France’s closely watched presidential election, whose first round occurs this Sunday, has been framed as a referendum on globalization, immigration, and France’s place in the world. Marine Le Pen, the anti-immigrant candidate of the National Front, would certainly like it to be seen that way. As President Trump did here, she thrives on an intensely gloomy view of her country’s present. The French agree, according to a 2016 poll: Four in five say the world is getting worse; just 3 percent say it’s getting better.
The French election is certainly about all of those things. But at its core, it’s about something simpler: jobs, or the lack thereof. C’est l’économie, idiote.
Emmanuel Macron, the centrist, ex-banker front-runner, says he’s the jobs candidate. He earned the ire of the unions by saying an Uber driver working 70 hours a week had more dignity than a man without work. François Fillon, the pro-business, anti–gay marriage Russophile running just behind him and Le Pen, also says he’s the jobs candidate. And so does Jean-Luc Mélenchon, the surging communist who wants to cap all incomes at 400,000 euros. In their own ways, they all want to put more French to work.
Polls indicate that jobs not only are the No. 1 issue for French voters but have been the No. 1 issue for months. And the polling surge of Mélenchon—whose voters, more than those of his peers, say their primary issue is work—feels like as much an expression of frustration with the system as a belated reaction to an issue previously submerged by louder, more provocative conversations about the EU and assimilation. (Though for what it’s worth, support for Le Pen also correlates neatly with the unemployment rate.)
France is famous for many things, but the glorification of work is not one of them. It’s not that the French don’t work hard; the country’s labor productivity is as high as in the United States or Germany. But many of them don’t work long hours. (Some of them, famously, don’t answer email on the weekend.) The number of hours worked per year and per employed individual is low, which the left sees as a victory. After all, what is progress if not workers spending more time with family and friends?
Not everyone has shared in those gains, however. Strong worker protections make employers reluctant to make new hires. As a consequence, the country’s rate of temporary employment is considerably above the OECD average, and young people suffer through years of stages, or internships, before landing full-time work. Last summer, President François Hollande pushed through a deeply unpopular labor law offering incremental reforms to the system, which generated massive street protests.
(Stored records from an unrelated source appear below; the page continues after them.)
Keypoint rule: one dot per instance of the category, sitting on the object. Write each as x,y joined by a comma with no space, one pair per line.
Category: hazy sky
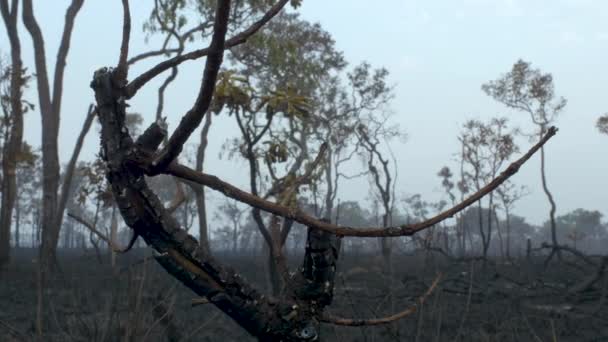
438,52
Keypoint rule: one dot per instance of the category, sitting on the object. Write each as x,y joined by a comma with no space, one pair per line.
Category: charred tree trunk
292,317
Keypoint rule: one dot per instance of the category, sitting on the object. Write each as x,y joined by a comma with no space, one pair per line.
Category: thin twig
132,88
123,66
384,320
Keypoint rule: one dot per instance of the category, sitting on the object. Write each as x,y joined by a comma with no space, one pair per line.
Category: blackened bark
12,148
178,252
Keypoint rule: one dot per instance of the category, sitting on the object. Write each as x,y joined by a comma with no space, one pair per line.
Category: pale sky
438,52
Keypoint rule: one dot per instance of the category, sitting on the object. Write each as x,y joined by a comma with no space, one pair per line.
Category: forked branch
194,116
295,214
351,322
133,87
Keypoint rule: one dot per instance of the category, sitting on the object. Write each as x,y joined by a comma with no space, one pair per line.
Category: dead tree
295,315
13,113
532,92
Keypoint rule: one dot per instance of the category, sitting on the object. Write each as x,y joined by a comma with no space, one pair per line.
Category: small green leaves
232,91
288,102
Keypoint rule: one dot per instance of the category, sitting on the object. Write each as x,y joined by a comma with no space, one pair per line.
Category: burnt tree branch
297,215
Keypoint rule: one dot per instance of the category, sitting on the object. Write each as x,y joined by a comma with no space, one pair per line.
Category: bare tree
295,314
531,91
602,124
13,109
49,101
486,146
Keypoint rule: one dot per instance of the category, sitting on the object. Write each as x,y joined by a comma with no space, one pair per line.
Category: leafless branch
134,86
123,65
194,116
327,318
301,217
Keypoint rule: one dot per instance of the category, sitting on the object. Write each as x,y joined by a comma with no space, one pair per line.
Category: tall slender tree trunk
508,225
551,202
50,109
12,147
17,223
199,191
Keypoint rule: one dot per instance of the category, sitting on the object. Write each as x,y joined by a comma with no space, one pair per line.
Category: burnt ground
137,301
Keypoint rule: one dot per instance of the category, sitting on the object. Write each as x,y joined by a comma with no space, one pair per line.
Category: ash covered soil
88,300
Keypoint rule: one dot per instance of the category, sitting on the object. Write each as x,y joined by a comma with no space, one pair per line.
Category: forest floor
474,301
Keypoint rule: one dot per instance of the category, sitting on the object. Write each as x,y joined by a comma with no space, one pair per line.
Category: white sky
439,52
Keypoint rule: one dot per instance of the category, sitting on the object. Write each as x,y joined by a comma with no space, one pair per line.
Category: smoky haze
438,54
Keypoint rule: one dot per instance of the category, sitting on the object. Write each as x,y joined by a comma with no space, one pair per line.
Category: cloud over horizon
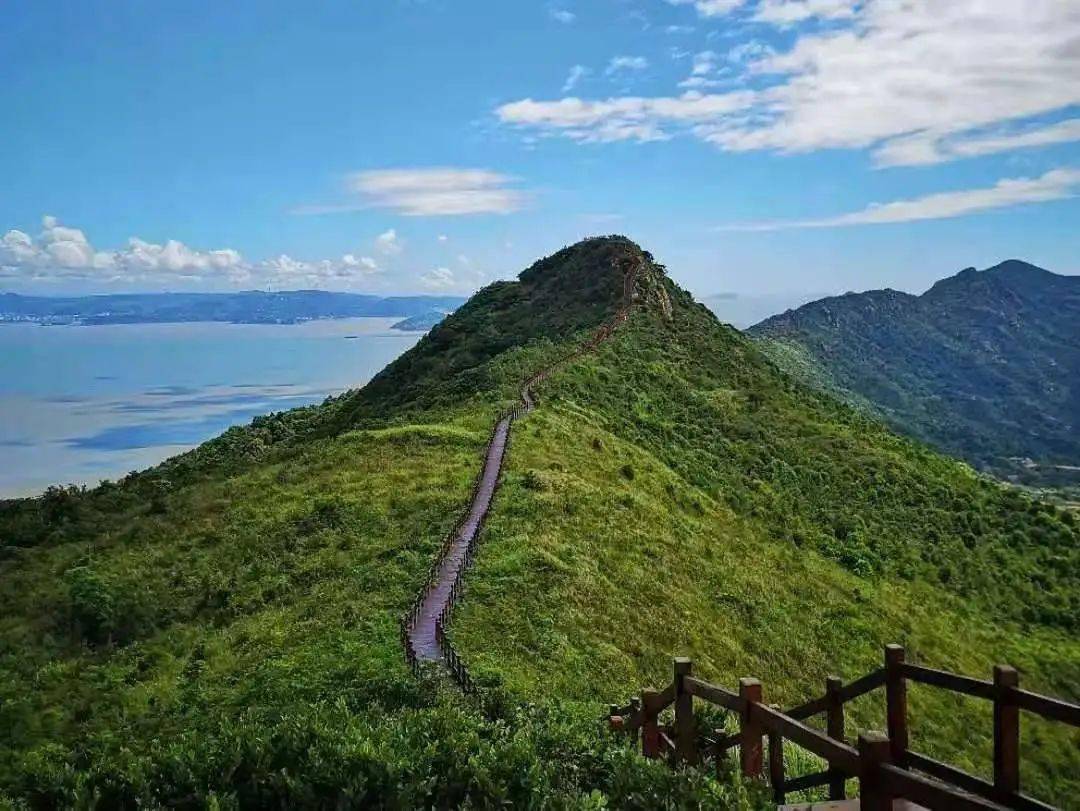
914,82
59,253
1057,184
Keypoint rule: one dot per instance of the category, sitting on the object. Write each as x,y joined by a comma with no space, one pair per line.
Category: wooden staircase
890,774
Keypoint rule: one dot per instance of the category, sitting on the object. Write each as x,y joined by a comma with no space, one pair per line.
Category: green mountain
224,630
984,365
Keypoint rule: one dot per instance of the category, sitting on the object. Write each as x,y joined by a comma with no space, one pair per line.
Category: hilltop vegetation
984,365
224,629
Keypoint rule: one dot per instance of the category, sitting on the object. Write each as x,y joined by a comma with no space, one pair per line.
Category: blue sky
764,147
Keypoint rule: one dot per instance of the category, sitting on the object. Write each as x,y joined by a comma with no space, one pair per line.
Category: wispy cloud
59,253
437,191
790,12
622,64
929,148
1057,184
916,82
710,8
562,15
577,73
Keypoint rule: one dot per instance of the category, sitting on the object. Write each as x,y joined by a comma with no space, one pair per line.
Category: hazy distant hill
743,310
223,630
985,364
248,307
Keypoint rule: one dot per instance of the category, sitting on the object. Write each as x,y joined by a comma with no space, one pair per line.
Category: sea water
80,404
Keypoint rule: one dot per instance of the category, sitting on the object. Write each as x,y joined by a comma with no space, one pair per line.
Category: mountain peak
1013,273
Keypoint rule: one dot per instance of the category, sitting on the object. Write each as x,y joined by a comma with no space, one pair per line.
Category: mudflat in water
79,404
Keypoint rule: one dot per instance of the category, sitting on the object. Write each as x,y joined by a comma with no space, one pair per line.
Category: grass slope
223,631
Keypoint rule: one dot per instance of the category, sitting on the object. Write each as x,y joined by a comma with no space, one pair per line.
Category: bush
93,604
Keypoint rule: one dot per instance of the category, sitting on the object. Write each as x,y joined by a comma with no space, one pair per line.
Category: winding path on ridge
422,632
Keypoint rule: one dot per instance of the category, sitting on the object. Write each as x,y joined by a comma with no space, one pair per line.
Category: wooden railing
883,765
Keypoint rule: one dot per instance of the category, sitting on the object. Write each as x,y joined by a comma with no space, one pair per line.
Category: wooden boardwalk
423,626
890,774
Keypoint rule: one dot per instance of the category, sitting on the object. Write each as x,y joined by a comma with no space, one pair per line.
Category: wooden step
845,806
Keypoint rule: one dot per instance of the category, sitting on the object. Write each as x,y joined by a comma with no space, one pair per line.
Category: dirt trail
422,632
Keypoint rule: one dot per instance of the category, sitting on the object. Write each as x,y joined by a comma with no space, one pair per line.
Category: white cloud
62,253
466,279
916,81
750,52
788,12
1057,184
439,279
629,118
437,191
622,64
927,147
577,73
704,65
710,8
388,243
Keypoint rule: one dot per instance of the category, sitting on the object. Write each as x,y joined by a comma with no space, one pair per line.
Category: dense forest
984,365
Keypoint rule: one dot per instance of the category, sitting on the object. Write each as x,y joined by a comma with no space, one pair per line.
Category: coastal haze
81,404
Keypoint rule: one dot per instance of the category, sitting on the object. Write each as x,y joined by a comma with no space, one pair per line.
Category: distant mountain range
250,307
743,310
985,364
Workers wanted to protect what was theirs.
That fiasco helped end Hollande’s political career and sank the chances of his deputy, Manuel Valls, who lost the Socialist Party primary to the leftist Benoît Hamon. Hamon said he would repeal the labor law but later (in a general election pivot) said he would come up with a new and better labor law. Hamon, who supports a universal income, argued the French needed to take a more nuanced view of traditional employment as a bedrock of identity. He is polling as an afterthought.
“France has in effect made a structural choice for unemployment,” the New York Times’ Roger Cohen wrote last week. “Everyone knows this. But because attachment to the model is fierce, honest discussion tends to be taboo.” Except not everyone wants that debate to remain under the surface.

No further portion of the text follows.